# Blue limestone park trout



## deerfarmer (Apr 21, 2012)

Yes im still chasing trout. Today was in delaware blue limestone park. Jig under bobber

Sent from my C771 using Ohub Campfire mobile app


----------



## CFRED70 (Sep 11, 2013)

Nice job. Were there alot of people fishing? I'm thinking about heading up there tomorrow? Think its worth it?


----------



## deerfarmer (Apr 21, 2012)

There were quit a few people fishing. The trout were all schooled up on the other side of the lake from the parking lot. And there isn't many places to fish on that side. I had to wait to get to the best fishing place. But once I got there I was able to limit in about 15 minutes. Then when I left I showed another guy where the fish were and gave him the right bait setup.


----------



## FL-boy (Feb 12, 2013)

Friday we got some on spoons. Then early yesterday they were on wax worms, then later on minnows. Whatever they were biting seemed to change and would just shut down on the other baits. Finicky!

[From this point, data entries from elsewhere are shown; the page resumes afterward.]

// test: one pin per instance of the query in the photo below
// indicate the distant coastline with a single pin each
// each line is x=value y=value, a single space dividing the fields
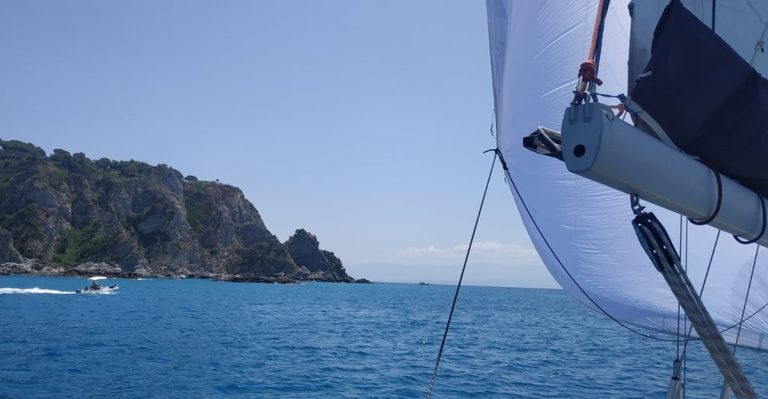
x=68 y=215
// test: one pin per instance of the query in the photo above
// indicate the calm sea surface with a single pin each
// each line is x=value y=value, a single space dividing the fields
x=206 y=339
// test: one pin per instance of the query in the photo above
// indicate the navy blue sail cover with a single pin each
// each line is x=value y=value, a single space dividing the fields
x=707 y=98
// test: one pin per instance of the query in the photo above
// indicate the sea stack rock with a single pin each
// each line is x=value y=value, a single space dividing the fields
x=322 y=265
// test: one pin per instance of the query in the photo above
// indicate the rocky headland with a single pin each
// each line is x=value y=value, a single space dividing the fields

Posted using Outdoor Hub Campfire


----------



## Mr. A (Apr 23, 2012)

I got there about 6:45am and saw two trucks and 4 or 5 guys fishing. I thought it was odd that so many people would be in "a place with no fish." As soon as I got the water I realized what happened and that it was stocked. No matter, I was going for bass anyway.

Talked to one of the city workers that cares for the park. He said at 10am Friday morning they dumped 150 or 200 trout in. I started throwing a swim bait hoping it would be mistaken for a trout by a slob of a bass. No luck.

The trout guys kept trickling in and shouldering me out of casting space so I walked to the end of the walkway and claimed the end of it. Guys came close enough to me that I had to watch my back swing or I could have snagged a kid. 

I watched a guy catch a trout and on it's way back in to him it took a 90degree left turn, his little reel sang a sad sad song, and "tink!" A big bass took his trout from him! 

People were limiting out fast though. I cannot imagine there are even enough to get a limit on at this point. Especially of the bass were helping to deplete the stock! Bwahahaha!

Mr. A


----------



## FL-boy (Feb 12, 2013)

Talked to ODNR. They dropped in 1300.


Posted using Outdoor Hub Campfire


----------



## eyes1501 (Feb 26, 2013)

Wow! I've never heard of more than 250 go in there at once. Took my 4 year old boy there yesterday about 4. It was a freakn zoo. Wasn't even worth it. Saw a lot of trout caught off the board walk. Saw lots of minnow buckets


----------



## Mr. A (Apr 23, 2012)

Stopped by again to see how things were going at the zoo. Stayed for an hour and never saw a fish caught. If they put 1300 in then the bass ate 1100 of them and won't be under 25# each, LOL.

On a more serious note, the wave is over, limits will be very very far and few between and by mid week there won't be any left, IMO.

Also, if you do go wear polarized sunglasses. I saw a few of the trout that were left and they were along the far wall under the tracks. People were close enough but net seeing them? I guess they were just worried about their bobbers or something.....

Mr. A


----------



## FL-boy (Feb 12, 2013)

Now's the time to head there with whatever lures you have in "Rainbow Trout" pattern for some big bass!


Posted using Outdoor Hub Campfire


----------



## Mr. A (Apr 23, 2012)

Stopped by this morning to kill time since the family was sleeping. The few trout that are left are following the schools of bluegills around. As always all the way along the boardwalk seems to be the place to be. No body was there but me and 1 other guy. Have fun, tight lines!

Mr. A


----------